Nixey, Heiliger Zorn

Wenn sich heute die christlichen Bildungsbürger in aller Welt über die Gräueltaten und unnötigen Zerstörungen durch religiöse Terrorgruppen wie den IS, Boko Haram oder die Taliban beschweren, sollten sie sich an die eigene Nase fassen, denn deren Taten sind keinesfalls schlimmer als die der frühen radikalen Christen. Da wurden Statuen zerstört oder mit dem Kreuz versehen, missliebige Bücher und Menschen verbrannt wie im Dritten Reich.

Die britische Historikerin und Journalistin Catherine Nixey zeichnet in ihrem in England zum "Buch des Jahres" ausgezeichneten Buch nach, wie das Römische Reich einst ein vielfältiges und buntes religiöses Leben ermöglichte – bis unter den ersten christlichen Kaisern alles anders wurde: Mit aller Macht versuchten die frühen Christen, Andersgläubige zu bekehren, und erwiesen sich dabei nicht nur als extrem intolerant, sondern auch als äußerst gewalttätig. Im ganzen Imperium zertrümmerten sie Tempel und Kultgegenstände, verbrannten Bücher, jagten Philosophen aus den Städten und verfolgten diejenigen, die weiter den alten Göttern opferten.

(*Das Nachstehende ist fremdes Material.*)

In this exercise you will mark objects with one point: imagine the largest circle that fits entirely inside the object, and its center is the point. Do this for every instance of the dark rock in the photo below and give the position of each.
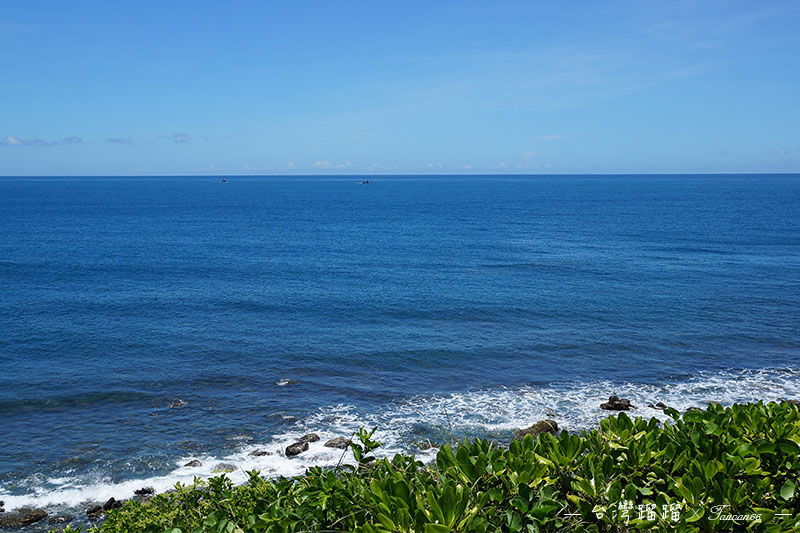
(259, 453)
(617, 404)
(112, 504)
(62, 519)
(542, 426)
(311, 437)
(24, 516)
(424, 445)
(338, 442)
(223, 468)
(296, 449)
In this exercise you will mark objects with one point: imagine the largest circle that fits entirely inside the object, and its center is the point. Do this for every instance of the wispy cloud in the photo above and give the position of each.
(120, 140)
(325, 164)
(10, 140)
(179, 138)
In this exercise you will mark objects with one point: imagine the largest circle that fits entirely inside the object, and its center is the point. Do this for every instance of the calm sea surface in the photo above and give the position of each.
(148, 321)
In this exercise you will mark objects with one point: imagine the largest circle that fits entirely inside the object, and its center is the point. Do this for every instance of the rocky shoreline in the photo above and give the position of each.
(27, 516)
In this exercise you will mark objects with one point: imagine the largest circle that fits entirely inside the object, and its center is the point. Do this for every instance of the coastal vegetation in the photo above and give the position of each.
(719, 469)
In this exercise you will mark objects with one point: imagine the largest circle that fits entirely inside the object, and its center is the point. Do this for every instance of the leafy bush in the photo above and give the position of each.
(722, 469)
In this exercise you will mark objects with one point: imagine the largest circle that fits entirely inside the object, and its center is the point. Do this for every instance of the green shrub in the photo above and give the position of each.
(712, 470)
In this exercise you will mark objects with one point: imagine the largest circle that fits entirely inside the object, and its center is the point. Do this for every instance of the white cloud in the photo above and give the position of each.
(120, 140)
(15, 141)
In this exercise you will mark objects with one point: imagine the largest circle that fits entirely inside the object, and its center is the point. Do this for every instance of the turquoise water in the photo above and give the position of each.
(264, 308)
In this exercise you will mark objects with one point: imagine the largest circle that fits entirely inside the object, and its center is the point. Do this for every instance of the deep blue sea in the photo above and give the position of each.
(145, 322)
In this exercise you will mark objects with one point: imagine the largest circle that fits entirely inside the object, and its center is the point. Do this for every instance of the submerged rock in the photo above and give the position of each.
(338, 442)
(259, 453)
(62, 519)
(542, 426)
(112, 504)
(24, 516)
(311, 437)
(617, 404)
(296, 449)
(223, 468)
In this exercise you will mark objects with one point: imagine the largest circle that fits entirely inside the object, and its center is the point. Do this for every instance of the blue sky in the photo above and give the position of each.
(146, 87)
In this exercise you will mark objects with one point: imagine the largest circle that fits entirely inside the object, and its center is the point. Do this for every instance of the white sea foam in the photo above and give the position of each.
(493, 413)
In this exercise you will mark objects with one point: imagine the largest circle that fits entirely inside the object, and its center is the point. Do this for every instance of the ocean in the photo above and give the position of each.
(149, 321)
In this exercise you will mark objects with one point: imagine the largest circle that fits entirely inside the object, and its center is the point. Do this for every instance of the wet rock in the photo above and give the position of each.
(338, 442)
(259, 453)
(542, 426)
(24, 516)
(311, 437)
(62, 519)
(112, 504)
(296, 449)
(223, 468)
(617, 404)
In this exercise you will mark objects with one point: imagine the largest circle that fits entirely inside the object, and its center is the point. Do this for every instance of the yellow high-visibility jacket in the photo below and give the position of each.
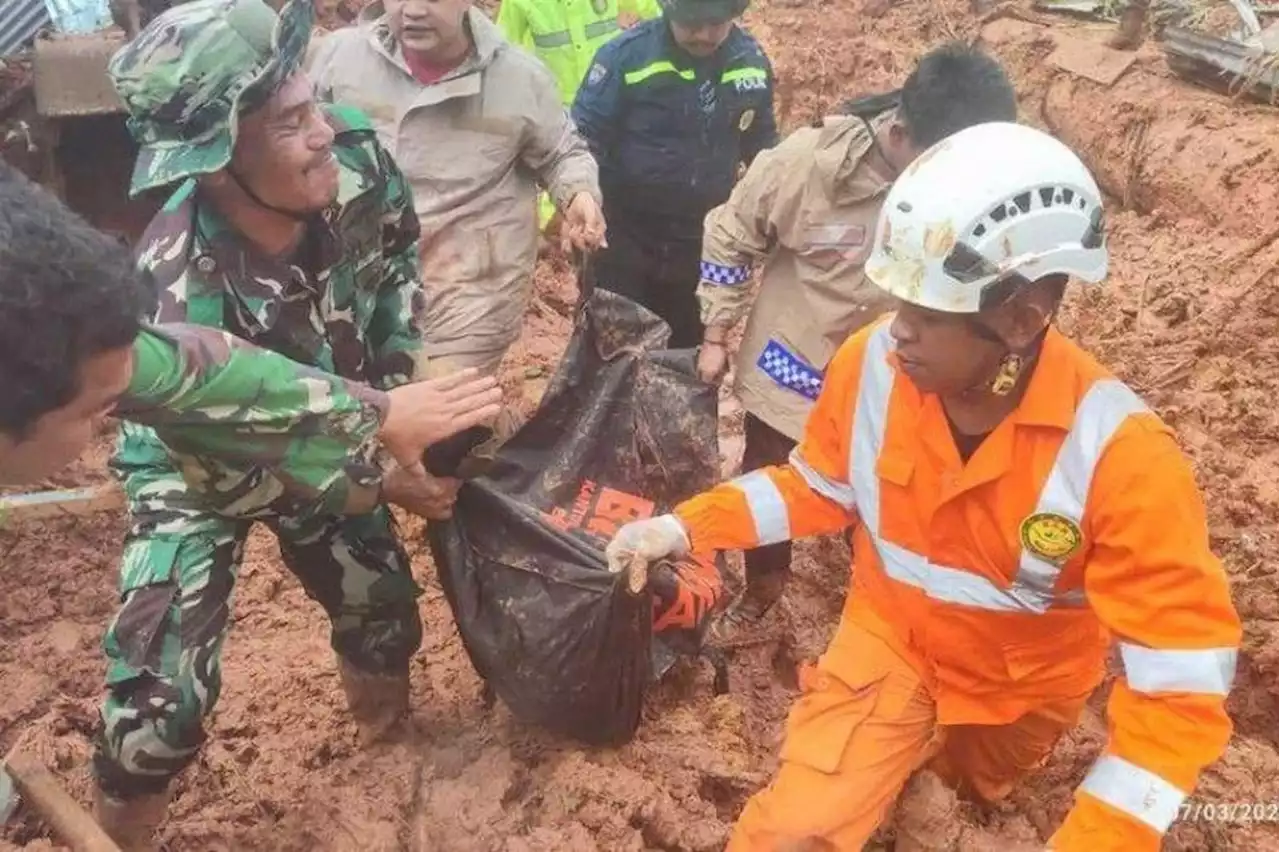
(566, 33)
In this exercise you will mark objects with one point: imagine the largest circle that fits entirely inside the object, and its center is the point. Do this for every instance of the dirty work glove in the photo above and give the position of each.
(643, 543)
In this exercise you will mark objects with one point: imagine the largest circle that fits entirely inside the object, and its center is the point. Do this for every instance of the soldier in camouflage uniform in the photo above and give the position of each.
(291, 228)
(76, 351)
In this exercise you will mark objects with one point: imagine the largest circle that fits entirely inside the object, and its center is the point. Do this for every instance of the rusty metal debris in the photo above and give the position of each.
(1224, 64)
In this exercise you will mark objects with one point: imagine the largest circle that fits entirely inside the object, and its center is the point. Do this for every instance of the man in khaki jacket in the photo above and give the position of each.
(808, 207)
(476, 126)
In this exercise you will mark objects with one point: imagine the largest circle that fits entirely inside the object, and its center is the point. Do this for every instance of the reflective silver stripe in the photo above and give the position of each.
(871, 411)
(1101, 412)
(547, 40)
(1129, 788)
(836, 491)
(598, 28)
(768, 508)
(1206, 672)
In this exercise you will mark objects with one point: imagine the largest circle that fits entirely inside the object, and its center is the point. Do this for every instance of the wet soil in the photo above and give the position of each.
(1189, 317)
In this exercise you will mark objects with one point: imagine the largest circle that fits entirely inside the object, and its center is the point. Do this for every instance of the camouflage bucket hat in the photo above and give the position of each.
(188, 77)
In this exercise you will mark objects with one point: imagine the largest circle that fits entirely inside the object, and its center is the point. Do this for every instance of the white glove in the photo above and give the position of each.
(643, 543)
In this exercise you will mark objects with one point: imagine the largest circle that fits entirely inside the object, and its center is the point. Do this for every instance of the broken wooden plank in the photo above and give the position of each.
(60, 503)
(71, 821)
(1091, 59)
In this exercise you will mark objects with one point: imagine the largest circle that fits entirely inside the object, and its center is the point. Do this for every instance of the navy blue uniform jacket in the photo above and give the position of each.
(670, 129)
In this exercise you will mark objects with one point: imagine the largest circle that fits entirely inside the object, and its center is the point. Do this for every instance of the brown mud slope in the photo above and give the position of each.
(1189, 317)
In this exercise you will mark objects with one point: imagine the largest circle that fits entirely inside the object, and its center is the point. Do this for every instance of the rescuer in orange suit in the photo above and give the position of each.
(1019, 509)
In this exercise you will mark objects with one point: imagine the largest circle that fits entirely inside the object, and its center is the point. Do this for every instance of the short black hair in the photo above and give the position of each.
(955, 86)
(68, 292)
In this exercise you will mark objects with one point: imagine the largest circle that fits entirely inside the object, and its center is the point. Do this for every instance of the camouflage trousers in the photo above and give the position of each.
(177, 581)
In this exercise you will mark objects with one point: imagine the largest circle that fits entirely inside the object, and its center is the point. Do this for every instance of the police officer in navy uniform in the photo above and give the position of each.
(672, 109)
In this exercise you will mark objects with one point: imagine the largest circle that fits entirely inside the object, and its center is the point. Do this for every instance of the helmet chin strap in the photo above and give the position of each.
(1011, 363)
(252, 196)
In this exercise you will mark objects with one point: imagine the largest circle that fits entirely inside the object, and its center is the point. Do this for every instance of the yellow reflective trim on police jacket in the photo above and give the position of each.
(736, 74)
(661, 67)
(548, 40)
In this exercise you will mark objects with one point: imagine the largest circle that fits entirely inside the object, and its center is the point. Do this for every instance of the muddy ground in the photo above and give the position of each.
(1189, 317)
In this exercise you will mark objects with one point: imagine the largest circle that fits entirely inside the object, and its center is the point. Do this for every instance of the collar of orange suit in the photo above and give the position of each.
(1048, 402)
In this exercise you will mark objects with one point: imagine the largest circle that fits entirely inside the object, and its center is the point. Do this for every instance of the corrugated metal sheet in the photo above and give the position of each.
(19, 22)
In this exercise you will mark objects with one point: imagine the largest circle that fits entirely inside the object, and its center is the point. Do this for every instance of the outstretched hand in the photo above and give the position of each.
(426, 412)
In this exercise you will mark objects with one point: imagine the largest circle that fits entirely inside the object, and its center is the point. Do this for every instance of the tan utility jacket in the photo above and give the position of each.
(475, 146)
(808, 207)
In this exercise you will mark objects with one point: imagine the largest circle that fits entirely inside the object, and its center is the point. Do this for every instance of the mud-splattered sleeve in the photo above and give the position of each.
(396, 328)
(209, 393)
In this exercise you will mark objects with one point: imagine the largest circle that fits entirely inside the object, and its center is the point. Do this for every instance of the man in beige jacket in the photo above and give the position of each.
(807, 209)
(476, 126)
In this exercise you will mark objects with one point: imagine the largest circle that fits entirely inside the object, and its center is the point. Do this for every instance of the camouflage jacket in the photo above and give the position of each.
(355, 314)
(209, 393)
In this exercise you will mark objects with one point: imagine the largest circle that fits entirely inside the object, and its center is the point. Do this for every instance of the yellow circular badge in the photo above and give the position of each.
(1052, 537)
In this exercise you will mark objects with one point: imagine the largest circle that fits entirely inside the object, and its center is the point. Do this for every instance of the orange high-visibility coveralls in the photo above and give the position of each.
(984, 598)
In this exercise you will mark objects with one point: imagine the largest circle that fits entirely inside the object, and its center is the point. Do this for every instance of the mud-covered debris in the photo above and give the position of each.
(1224, 64)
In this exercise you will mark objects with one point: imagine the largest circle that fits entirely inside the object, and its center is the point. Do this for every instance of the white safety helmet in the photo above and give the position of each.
(988, 202)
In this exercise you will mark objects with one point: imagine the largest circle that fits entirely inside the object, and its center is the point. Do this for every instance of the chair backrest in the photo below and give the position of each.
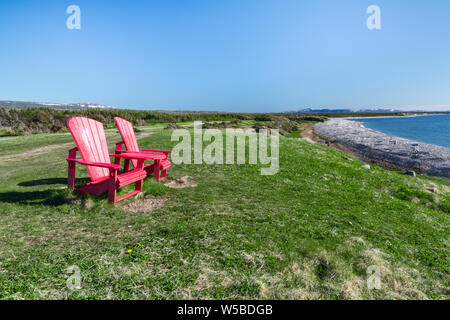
(90, 139)
(129, 138)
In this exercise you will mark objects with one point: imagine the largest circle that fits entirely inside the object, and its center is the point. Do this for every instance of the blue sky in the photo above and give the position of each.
(229, 55)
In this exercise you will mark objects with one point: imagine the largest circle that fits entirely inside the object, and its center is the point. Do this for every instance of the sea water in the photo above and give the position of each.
(433, 129)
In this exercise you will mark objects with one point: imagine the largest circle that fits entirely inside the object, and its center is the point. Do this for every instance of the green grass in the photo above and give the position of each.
(310, 231)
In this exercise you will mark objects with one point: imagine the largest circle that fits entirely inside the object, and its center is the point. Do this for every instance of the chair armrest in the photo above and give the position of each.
(96, 164)
(150, 150)
(138, 156)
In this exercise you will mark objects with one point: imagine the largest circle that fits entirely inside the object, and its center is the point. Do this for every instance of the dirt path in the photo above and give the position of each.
(50, 148)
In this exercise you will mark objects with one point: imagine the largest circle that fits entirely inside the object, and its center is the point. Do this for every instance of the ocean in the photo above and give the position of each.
(428, 129)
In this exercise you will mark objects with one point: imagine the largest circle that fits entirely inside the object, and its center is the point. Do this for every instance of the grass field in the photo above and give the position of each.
(308, 232)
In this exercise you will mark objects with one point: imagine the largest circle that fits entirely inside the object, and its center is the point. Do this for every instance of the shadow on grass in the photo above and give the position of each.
(48, 181)
(46, 197)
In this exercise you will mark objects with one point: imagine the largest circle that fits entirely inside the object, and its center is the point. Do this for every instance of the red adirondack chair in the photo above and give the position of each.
(90, 141)
(158, 168)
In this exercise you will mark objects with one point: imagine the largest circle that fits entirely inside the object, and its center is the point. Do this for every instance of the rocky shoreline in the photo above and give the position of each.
(396, 152)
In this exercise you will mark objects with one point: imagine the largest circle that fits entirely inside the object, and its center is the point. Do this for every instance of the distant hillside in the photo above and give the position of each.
(309, 110)
(58, 106)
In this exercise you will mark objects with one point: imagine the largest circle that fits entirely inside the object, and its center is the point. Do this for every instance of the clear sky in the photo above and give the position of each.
(229, 55)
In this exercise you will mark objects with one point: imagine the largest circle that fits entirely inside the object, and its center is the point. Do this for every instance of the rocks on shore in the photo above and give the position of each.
(398, 152)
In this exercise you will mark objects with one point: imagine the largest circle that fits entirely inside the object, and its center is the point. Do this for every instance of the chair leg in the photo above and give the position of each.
(126, 165)
(156, 170)
(71, 176)
(138, 186)
(163, 174)
(112, 191)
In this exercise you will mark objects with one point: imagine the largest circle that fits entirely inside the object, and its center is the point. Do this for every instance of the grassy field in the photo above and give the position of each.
(308, 232)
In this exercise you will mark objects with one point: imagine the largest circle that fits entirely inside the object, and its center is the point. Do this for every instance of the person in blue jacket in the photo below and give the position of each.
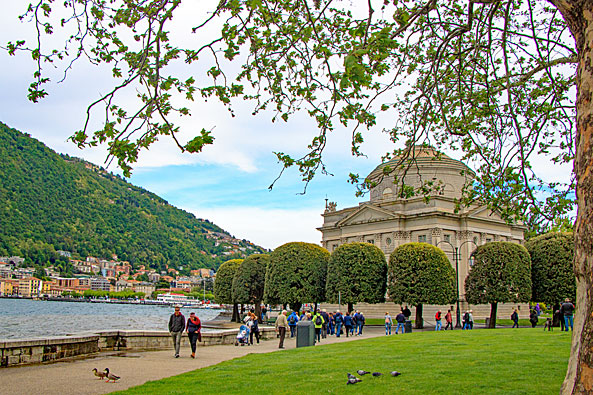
(339, 320)
(348, 322)
(292, 320)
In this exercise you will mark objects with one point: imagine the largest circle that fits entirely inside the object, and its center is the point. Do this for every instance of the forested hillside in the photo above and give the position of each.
(51, 202)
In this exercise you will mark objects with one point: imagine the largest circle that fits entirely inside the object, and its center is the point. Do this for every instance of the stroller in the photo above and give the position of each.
(242, 336)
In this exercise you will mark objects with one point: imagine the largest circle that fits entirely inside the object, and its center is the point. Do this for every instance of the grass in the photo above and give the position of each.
(519, 361)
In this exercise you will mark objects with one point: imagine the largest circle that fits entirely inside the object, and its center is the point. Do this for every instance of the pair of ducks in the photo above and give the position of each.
(106, 374)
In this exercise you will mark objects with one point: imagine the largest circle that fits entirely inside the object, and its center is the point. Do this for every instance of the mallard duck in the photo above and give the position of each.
(111, 376)
(100, 375)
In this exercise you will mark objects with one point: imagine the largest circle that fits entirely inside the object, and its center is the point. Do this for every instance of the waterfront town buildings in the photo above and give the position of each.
(393, 217)
(92, 274)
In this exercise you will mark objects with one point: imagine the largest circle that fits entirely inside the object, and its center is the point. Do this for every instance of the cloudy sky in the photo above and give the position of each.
(228, 182)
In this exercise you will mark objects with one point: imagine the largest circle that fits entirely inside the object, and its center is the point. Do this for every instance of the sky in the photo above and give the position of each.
(228, 182)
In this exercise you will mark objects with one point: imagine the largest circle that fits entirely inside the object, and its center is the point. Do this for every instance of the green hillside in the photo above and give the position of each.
(52, 202)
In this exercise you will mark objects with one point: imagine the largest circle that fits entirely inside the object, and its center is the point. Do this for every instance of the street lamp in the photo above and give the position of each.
(456, 259)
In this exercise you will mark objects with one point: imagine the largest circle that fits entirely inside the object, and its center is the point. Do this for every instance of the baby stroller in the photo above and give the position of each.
(242, 336)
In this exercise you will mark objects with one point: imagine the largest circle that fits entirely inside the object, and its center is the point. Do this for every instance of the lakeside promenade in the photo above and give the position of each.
(76, 377)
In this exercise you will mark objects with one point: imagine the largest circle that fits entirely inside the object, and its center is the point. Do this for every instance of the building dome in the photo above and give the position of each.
(424, 167)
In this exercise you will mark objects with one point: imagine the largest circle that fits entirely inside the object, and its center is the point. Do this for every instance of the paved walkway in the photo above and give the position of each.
(135, 368)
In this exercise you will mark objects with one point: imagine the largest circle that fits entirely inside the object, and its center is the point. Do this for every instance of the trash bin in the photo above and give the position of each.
(408, 326)
(305, 334)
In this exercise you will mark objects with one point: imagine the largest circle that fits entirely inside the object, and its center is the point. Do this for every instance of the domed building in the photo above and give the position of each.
(416, 200)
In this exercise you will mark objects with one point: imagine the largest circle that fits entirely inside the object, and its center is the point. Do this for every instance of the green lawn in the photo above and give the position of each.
(503, 361)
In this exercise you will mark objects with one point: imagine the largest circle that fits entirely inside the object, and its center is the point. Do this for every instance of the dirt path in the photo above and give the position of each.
(135, 368)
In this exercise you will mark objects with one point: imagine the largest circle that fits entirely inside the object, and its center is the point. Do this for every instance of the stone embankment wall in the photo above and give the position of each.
(31, 351)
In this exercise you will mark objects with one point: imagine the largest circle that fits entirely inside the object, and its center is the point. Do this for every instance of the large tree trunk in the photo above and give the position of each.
(419, 320)
(493, 309)
(578, 14)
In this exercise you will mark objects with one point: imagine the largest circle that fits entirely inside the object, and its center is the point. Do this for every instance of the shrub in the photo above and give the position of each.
(357, 272)
(552, 274)
(420, 273)
(296, 274)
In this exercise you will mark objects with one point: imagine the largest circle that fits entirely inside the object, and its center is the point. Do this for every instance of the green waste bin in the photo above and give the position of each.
(408, 326)
(305, 334)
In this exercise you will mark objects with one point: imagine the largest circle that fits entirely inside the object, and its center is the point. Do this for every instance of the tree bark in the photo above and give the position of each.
(493, 310)
(578, 15)
(419, 321)
(235, 317)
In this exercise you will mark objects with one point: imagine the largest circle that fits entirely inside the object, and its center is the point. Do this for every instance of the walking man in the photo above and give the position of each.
(437, 318)
(318, 321)
(449, 320)
(567, 309)
(193, 329)
(401, 320)
(176, 328)
(515, 319)
(281, 327)
(325, 323)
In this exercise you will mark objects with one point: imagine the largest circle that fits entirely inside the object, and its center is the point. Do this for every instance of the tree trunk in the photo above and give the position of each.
(419, 321)
(578, 14)
(296, 307)
(493, 309)
(235, 317)
(258, 311)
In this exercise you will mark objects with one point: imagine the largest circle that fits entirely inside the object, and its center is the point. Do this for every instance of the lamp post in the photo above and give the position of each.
(456, 259)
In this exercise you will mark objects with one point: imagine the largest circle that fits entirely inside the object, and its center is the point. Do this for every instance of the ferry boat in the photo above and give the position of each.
(180, 299)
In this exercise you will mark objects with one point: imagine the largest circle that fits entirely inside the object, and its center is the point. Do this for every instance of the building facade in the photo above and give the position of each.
(393, 216)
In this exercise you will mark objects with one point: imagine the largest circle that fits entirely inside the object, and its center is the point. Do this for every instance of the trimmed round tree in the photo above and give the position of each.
(296, 274)
(356, 273)
(552, 275)
(501, 274)
(249, 281)
(223, 285)
(420, 273)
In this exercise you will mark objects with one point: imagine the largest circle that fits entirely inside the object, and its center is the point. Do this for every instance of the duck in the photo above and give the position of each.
(100, 375)
(111, 376)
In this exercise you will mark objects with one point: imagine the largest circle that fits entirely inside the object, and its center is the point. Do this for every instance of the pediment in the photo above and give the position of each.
(365, 214)
(483, 212)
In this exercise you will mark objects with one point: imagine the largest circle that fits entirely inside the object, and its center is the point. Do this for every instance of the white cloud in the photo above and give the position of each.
(268, 228)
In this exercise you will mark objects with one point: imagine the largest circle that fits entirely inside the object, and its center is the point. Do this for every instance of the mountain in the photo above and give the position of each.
(51, 202)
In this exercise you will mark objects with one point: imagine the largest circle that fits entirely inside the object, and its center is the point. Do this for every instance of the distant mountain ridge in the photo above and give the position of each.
(51, 202)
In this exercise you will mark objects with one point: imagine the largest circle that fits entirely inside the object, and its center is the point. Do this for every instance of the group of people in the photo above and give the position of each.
(193, 327)
(332, 323)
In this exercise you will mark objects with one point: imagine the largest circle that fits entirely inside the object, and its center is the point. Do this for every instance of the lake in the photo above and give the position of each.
(26, 318)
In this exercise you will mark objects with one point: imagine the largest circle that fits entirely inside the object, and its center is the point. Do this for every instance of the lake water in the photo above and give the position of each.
(26, 318)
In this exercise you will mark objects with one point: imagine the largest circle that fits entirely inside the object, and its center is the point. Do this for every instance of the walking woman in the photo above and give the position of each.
(388, 323)
(193, 328)
(254, 330)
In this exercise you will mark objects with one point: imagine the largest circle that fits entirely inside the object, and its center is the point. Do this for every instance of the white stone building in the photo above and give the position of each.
(389, 220)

Es waren vielfach die heute bewunderten Kirchenväter, die sich in ihrer Entschlossenheit kaum vom IS-Führer Abu Bakr al-Baghdadi unterschieden. Im Zeitalter des Übergangs im 4./5. Jahrhundert waren der Heilige Martin, Ambrosius von Mailand, Augustinus und eine Reihe anderer Kirchenväter aktiv, die Andersgläubige nicht überzeugen, sondern überwältigen wollten und den Kampf gegen Andersgläubige und "Heiden" auch mit Gewalt vorwärtstrieben, um die Seelen dieser "Ungläubigen“ zu retten. Der ägyptische Abt Schenute wird von Nixey mit den Worten zitiert ‚Für die, die Christus haben, gibt es kein Verbrechen‘. Schon in der Bibel finden sich im fünften Buch Mose Stellen, die für sich sprechen: "Zerstört alle Orte, da die Heiden, die ihr vertreiben werdet, ihren Göttern gedient haben, es sei auf hohen Bergen, auf Hügeln oder unter grünen Bäumen, und reißt um ihre Altäre und zerbrecht ihre Säulen und verbrennt mit Feuer ihre Haine, und die Bilder ihrer Götter zerschlagt, und vertilgt ihren Namen aus demselben Ort.“ Diesen sakrosankten Anweisungen der Bibel zu folgen, konnte das ein Verbrechen sein?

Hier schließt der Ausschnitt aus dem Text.